When shooting in 4K or higher, you quickly reach the limits of storage capacity. Lossy compression is the pragmatic compromise: specific image information is discarded that the human eye doesn't perceive anyway—or only under certain conditions. H.264 and H.265 work on this principle. They analyze each frame, identify redundant data (spatial and temporal redundancy), and remove it. This dramatically saves storage—an hour of 4K footage shrinks from several hundred gigabytes to a manageable size. The price: this information is gone. It cannot be recovered.
On set, this is often the only option. An 8K camera like the RED KOMODO records internally with H.265—not for the fun of compression, but because uncompressed, the data rate would be physically impossible to handle. The same applies to broadcast cameras or drones.
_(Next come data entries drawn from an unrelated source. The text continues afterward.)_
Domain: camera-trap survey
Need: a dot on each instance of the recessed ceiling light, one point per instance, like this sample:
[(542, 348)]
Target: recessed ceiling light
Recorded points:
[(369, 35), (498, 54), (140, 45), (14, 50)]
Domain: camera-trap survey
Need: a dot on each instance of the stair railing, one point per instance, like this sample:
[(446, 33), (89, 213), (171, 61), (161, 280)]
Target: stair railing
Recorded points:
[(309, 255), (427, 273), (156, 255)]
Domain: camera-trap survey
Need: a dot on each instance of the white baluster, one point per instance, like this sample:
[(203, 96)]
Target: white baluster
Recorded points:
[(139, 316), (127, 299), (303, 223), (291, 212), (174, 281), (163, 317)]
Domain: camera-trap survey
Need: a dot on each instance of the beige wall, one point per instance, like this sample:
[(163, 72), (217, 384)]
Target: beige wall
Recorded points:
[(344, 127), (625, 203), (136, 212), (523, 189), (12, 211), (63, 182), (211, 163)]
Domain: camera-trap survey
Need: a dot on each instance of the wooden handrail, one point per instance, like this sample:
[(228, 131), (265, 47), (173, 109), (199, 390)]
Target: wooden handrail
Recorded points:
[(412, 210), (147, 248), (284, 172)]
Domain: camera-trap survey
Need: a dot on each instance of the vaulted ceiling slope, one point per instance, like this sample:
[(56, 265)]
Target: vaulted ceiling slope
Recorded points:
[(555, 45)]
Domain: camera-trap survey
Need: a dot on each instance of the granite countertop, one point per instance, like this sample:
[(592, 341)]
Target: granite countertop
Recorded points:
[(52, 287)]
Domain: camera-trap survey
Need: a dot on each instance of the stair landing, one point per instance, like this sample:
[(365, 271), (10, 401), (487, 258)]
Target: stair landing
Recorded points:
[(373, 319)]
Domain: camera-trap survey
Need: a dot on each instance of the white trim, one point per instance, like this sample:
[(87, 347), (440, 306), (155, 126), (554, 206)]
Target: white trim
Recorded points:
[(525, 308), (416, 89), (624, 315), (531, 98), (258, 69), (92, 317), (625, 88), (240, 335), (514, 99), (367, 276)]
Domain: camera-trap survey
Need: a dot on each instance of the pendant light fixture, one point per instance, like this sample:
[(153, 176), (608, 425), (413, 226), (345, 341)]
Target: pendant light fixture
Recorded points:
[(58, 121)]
You have to be aware: the more aggressive the compression (the lower the bitrate), the more visible artifacts appear—blocking in dark areas, color fringing at edges, motion blur that doesn't come from the lens. This will become visible later in the grading suite, especially when increasing contrast or performing aggressive color corrections.
The crucial difference to lossless compression (like ProRes or DNG sequences): there, all pixel information is retained; the original is reconstructed 100 percent. Lossy means: once compressed, always compressed. Multiple renders with H.264 or H.265 exponentially worsen the artifacts—which is why editors work with mezzanine formats and only encode for delivery at the very end.
Practical tip: When recording with H.265, choose a higher bitrate than necessary—100 Mbps instead of 50 Mbps for 4K saves 50 percent storage compared to ProRes and delivers significantly cleaner material. For long-term archiving and premium projects: unacceptable. For documentaries, corporate productions, streaming preparation: perfectly viable. The technology is mature—but it's a one-way ticket. Anyone who later needs higher-resolution material or plans extreme grades should factor this in from the start.